A secretive nonprofit group with ties to the billionaire conservative businessmen Charles and David Koch admitted to improperly failing to disclose more than $15 million in contributions it funneled into state referendum battles in California, state officials there announced Thursday. The group, the Arizona-based Center to Protect Patient Rights, is one of the largest political nonprofits in the country, serving as a conduit for tens of millions of dollars in political spending, much of it raised by the Kochs and their political operation and spent by other nonprofits active in the 2010 and 2012 elections. The settlement, announced by Attorney General Kamala D. Harris of California and the Fair Political Practices Commission, which enforce California’s campaign finance laws, includes one of the largest penalties ever assessed on a political group for failing to disclose donations.
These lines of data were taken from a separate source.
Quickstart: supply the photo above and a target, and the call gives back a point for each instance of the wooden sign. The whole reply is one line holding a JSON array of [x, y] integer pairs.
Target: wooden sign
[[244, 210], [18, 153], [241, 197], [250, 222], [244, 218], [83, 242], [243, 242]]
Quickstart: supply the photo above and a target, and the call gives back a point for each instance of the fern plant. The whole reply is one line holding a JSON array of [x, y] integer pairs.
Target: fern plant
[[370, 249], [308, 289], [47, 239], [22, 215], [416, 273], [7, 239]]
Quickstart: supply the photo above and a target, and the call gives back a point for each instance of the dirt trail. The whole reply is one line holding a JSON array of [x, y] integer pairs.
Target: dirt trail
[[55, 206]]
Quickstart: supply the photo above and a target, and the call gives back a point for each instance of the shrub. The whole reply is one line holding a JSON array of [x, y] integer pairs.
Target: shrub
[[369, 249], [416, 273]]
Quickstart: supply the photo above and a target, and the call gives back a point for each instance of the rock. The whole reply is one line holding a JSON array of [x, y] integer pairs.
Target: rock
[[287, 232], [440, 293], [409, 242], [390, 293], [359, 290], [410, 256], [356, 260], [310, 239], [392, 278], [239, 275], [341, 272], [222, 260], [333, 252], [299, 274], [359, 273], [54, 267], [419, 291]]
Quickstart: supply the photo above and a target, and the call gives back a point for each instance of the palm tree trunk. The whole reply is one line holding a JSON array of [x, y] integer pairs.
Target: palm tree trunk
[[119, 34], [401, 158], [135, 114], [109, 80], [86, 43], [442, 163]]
The center and another Arizona group involved in the transactions, Americans for Responsible Leadership, will pay a $1 million fine, while two California groups must turn over $15 million in contributions they received.

California: Alameda County Can’t Dismiss Suit From Blind Voters | News Service

Blind voters in California can advance claims that the voting machines meant for them in Alameda County malfunctioned and violated their rights, a federal judge ruled. The California Council of the Blind and five individual voters sued Alameda County because the accessible voting machines for the blind failed to work properly, forcing them to vote with the help of another person. The county has Sequoia AVC Edge voting machines at each of its polling places. Using voice prompts, headphones and a tactile keypad, a blind person can vote independently. But the machines allegedly malfunctioned several times on Election Day, and the plaintiffs say they endured long delays as poll workers failed to get the machines working. More than one plaintiff said they were shuttled to another voting site, only to discover that the machine there did not work either.